Surface Antigen AmI95 and AmV70
Surface Antigen AmI95 and AmV70 are two additional surface-exposed proteins produced by Anaplasma marginale. These proteins play important roles in the bacterium’s ability to adhere to and invade host cells, leading to the development of anaplasmosis.
msp1 beta chain
msp1 beta chain is a protein that is critical to the survival and replication of Anaplasma marginale. This protein is involved in the synthesis of heme, an important molecule for the bacterium’s survival within the host’s bloodstream.

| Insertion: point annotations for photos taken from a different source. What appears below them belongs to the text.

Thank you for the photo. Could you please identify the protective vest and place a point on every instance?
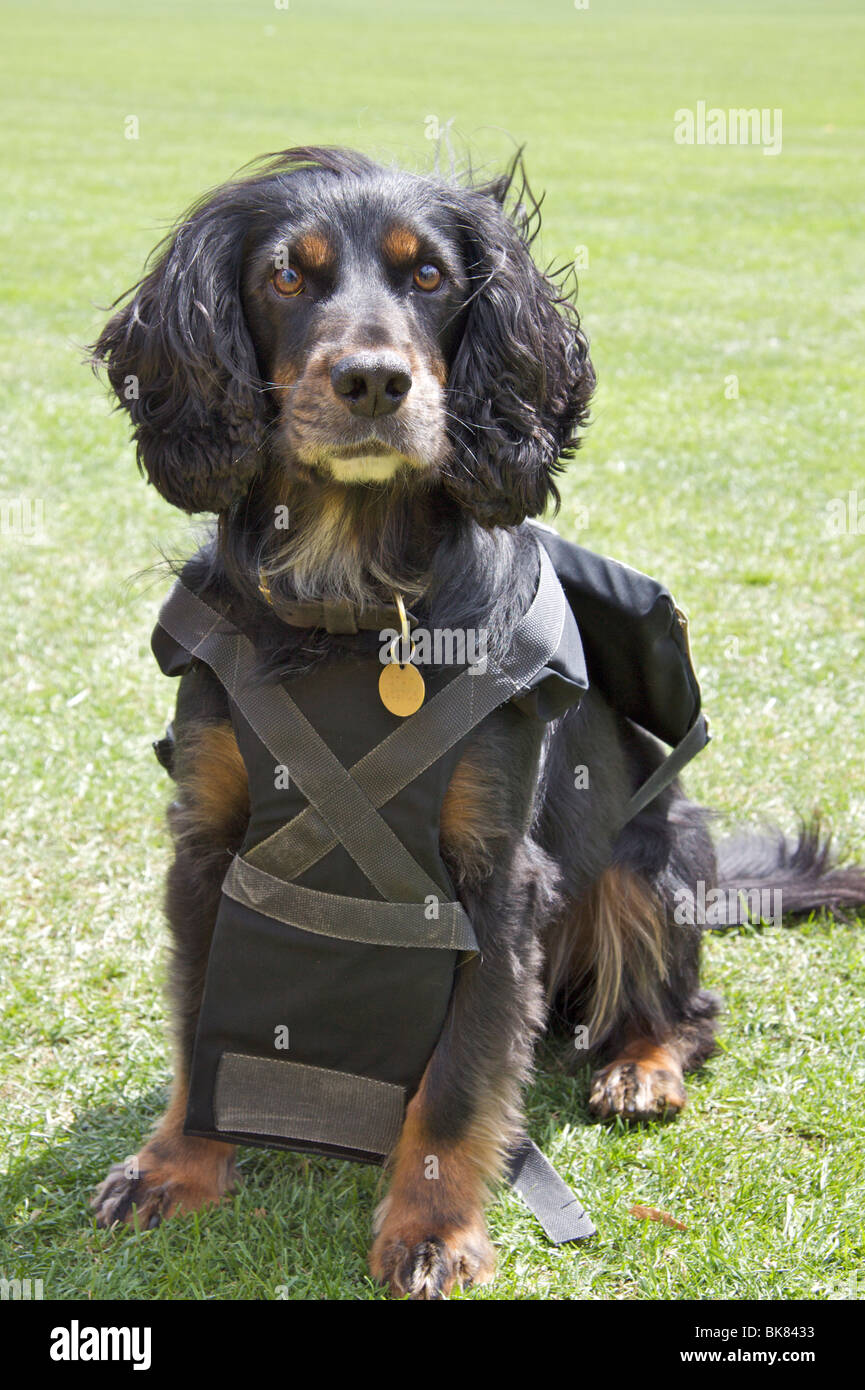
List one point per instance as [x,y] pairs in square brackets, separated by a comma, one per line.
[340,931]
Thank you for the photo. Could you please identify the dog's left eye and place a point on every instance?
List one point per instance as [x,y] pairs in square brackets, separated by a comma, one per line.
[427,277]
[287,280]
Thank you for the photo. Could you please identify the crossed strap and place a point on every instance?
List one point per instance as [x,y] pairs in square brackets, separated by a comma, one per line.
[344,802]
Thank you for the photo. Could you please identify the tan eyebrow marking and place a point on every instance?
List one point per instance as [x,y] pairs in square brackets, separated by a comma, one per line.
[401,245]
[314,250]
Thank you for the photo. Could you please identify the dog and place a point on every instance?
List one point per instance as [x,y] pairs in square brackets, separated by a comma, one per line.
[377,355]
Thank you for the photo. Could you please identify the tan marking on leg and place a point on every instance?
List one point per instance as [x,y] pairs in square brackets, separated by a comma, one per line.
[173,1172]
[214,781]
[431,1235]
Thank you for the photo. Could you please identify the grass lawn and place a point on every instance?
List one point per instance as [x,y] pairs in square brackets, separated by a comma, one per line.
[723,298]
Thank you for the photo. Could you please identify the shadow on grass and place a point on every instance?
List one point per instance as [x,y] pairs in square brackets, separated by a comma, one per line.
[296,1226]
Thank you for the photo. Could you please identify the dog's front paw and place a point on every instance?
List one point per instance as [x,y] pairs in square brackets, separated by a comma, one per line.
[145,1191]
[422,1258]
[637,1091]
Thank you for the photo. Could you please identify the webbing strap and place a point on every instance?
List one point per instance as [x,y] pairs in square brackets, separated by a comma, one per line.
[696,738]
[424,737]
[351,919]
[547,1196]
[291,738]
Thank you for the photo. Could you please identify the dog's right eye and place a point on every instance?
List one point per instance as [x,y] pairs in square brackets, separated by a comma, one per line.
[287,281]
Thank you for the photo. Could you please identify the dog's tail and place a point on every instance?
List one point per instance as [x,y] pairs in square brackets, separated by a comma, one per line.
[790,877]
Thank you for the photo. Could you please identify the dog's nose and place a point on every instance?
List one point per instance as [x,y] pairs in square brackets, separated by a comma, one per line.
[372,384]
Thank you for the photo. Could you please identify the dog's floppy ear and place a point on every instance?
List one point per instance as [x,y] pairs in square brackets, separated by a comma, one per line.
[181,362]
[520,381]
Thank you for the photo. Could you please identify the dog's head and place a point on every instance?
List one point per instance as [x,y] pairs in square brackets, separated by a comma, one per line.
[327,314]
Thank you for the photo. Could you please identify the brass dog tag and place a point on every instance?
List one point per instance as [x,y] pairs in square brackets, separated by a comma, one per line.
[401,688]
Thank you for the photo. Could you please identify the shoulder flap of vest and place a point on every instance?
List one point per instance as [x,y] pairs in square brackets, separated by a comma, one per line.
[634,637]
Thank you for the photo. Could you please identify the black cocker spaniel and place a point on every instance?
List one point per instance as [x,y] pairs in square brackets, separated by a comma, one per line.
[376,357]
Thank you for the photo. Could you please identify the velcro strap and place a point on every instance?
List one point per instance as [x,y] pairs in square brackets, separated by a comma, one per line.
[547,1196]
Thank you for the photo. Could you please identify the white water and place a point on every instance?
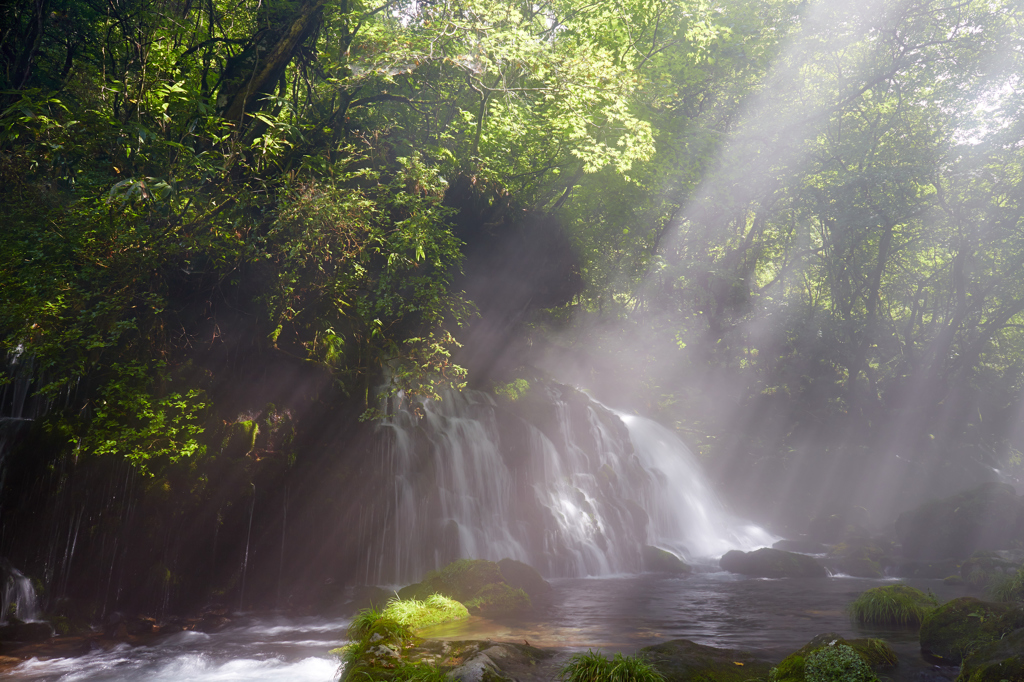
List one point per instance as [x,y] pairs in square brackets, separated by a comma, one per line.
[283,650]
[687,516]
[18,597]
[472,480]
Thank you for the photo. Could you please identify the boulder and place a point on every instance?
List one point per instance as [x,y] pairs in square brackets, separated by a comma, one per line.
[988,517]
[524,577]
[983,566]
[477,584]
[1003,659]
[801,546]
[872,654]
[961,625]
[681,661]
[863,558]
[767,562]
[656,560]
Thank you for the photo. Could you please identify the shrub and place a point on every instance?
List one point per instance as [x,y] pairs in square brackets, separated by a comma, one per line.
[893,605]
[837,664]
[593,667]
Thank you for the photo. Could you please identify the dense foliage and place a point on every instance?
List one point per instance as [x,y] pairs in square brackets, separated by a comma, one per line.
[804,216]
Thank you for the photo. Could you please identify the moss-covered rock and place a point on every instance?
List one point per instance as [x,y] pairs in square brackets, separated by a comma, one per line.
[988,517]
[657,560]
[477,584]
[767,562]
[898,605]
[434,661]
[958,627]
[682,661]
[1003,659]
[875,654]
[524,577]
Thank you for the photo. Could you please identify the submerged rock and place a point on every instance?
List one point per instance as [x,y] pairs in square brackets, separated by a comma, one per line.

The use of recombinant proteins/cDNA in academic research and therapeutic applications has skyrocketed. However, in heterologous expression systems, successful recombinant protein expression is dependent on a variety of factors, including codon preference, RNA secondary structure, and GC content. When compared to pre-optimization, more and more experimental results demonstrated that the expression level was dramatically increased, ranging from two to hundred times depending on the gene. Bioclone has created a proprietary technology platform that has resulted in the creation of over 6,000 artificially synthesized codon-optimized cDNA clones (cloned in E. coli expression Vector), which are ready for production of the recombinant proteins. Codon-optimized cDNA is cloned into E. coli expression vector with 6x His-tag at N-terminus and ready-to-use for recombinant protein production.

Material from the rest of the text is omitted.